A quelques milles nautiques, l’équipage du patrouilleur La Confiance, tous feux éteints pour rester discret, en a repéré une, déjà connue, en récidive.
Réparti dans deux bateaux souples et agiles, un détachement de fusiliers marins aborde la tapouille par surprise et transmet les informations à La Confiance. Dix hommes dont un mineur se trouvent dans le bateau d’environ 13 mètres. La cale contient quelque huit tonnes de poisson.
« Une taille qui commence à être importante », commente Thibaut Guyotjeannin, le commandant de La Confiance. L’équipage contacte le Centre national de surveillance des pêches et des représentants de l’Etat en Guyane qui ordonnent le déroutement du navire brésilien vers le port du Larivot, près de Cayenne.
– Poisson rejeté à la mer –
Voilà dix jours que les pêcheurs ont quitté le port de Vigia, dans l’Etat brésilien du Para, dans leur bateau sans sanitaires, où les couchages sont placés au-dessus des machines. Des membres d’équipage de La Confiance se relaient à bord pour s’assurer que les déroutés suivent la bonne route et ne sabotent pas leur moteur.
En portugais, le capitaine jure que « le moteur est tombé en panne et que le bateau a dérivé jusque dans les eaux françaises » sans qu’il s’en aperçoive. Mais selon l’un des militaires, « c’est toujours la même excuse ». Sur La Confiance, le second ajoute « je l’ai vue en action de pêche avec mes instruments, je sais que c’est faux ».
Le poisson saisi ne peut pas être récupéré, cette marchandise n’a pas été pêchée et conservée dans des conditions convenables. Les huit tonnes sont rejetées à la mer par les Brésiliens, sous la surveillance des militaires.

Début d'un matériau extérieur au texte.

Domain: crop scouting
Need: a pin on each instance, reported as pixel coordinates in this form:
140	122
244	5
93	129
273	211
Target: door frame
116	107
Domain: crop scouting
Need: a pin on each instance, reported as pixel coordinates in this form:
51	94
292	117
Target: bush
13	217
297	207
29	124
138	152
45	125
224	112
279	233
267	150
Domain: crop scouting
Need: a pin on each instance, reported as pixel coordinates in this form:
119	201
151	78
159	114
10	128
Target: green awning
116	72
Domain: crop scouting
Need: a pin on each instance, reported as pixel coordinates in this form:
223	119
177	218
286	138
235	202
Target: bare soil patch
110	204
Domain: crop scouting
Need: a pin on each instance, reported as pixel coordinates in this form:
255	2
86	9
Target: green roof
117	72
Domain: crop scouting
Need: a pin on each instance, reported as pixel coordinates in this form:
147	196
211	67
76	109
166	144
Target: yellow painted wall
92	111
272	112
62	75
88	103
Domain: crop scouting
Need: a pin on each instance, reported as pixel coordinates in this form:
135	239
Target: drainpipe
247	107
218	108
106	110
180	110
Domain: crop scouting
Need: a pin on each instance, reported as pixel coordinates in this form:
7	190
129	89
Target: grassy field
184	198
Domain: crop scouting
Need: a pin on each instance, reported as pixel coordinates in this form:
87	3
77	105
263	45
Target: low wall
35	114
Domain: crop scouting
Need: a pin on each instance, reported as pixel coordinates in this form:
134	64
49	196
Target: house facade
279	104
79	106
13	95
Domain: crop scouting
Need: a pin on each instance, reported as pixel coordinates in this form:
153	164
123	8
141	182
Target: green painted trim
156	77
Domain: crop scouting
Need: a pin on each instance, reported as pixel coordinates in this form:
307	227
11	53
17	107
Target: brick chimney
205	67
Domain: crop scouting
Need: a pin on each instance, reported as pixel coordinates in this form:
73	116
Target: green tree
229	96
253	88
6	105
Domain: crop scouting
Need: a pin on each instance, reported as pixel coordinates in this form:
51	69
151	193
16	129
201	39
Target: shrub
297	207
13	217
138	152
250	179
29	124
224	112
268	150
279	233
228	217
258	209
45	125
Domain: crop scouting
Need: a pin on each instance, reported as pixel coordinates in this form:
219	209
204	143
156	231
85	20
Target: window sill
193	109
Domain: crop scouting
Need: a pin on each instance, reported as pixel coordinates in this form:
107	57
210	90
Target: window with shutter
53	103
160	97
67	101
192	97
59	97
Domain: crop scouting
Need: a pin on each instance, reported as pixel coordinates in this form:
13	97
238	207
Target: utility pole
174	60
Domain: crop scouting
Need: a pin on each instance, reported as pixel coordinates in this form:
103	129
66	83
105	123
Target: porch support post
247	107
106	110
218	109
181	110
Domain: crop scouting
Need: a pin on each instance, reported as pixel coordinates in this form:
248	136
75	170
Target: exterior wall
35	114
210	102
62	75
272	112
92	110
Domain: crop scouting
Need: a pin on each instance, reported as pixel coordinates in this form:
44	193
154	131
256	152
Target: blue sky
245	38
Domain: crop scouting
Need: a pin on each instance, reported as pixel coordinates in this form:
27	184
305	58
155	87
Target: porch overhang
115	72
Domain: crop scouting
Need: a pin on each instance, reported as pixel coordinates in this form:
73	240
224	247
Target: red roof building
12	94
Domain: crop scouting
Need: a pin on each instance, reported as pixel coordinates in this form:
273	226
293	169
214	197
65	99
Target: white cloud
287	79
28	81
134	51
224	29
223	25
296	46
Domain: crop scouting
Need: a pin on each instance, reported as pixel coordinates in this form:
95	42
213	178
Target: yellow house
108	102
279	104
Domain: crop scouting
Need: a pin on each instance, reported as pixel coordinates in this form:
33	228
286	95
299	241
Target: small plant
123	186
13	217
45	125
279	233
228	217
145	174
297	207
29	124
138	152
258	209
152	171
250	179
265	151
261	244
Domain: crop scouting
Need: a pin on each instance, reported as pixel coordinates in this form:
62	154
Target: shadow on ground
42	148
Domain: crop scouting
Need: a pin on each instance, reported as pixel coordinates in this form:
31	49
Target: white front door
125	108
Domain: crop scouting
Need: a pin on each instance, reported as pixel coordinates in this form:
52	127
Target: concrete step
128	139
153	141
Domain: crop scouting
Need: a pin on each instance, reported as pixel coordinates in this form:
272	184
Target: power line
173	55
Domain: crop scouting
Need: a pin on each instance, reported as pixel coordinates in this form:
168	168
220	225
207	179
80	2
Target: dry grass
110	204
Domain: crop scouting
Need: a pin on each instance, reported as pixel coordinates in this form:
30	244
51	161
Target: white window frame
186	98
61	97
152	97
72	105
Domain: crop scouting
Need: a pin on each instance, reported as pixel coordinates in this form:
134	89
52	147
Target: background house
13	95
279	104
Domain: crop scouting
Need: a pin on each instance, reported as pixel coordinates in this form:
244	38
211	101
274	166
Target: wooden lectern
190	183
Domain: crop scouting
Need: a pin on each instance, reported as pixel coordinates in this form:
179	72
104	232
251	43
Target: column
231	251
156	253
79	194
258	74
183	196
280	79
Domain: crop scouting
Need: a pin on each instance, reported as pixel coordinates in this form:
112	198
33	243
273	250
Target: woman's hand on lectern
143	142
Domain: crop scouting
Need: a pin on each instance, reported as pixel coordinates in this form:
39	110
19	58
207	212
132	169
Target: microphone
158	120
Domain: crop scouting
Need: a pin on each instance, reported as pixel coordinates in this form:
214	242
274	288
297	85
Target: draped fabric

Dès l’arrivée sur le territoire français, le capitaine sera confié aux gendarmes et les autres, raccompagnés à la frontière. Interrogé, l’un des marins affirme qu’il gagne 7.000 reais (environ 1.260 euros) pour trois mois de campagne.
– « Assassinat de la filière » –
Le commandant Guyotjeannin fait les comptes: « On passe environ 200 jours par an sur les opérations de police des pêches ».
Mais le patrouilleur n’est pas dévolu qu’à ce type d’opération, précise le commandant de zone maritime Laurent Martin, dans son bureau des forces armées en Guyane. « Notre mission est de dissuader l’ensemble des activités illicites », affirme-t-il.
Difficile d’empêcher toute pêche illégale sur les 131.000 km³ que couvrent les eaux territoriales au large des côtes guyanaises. « Pour mettre fin à la pêche illégale, il faudrait que les pêcheurs guyanais occupent l’espace », analyse Laurent Martin.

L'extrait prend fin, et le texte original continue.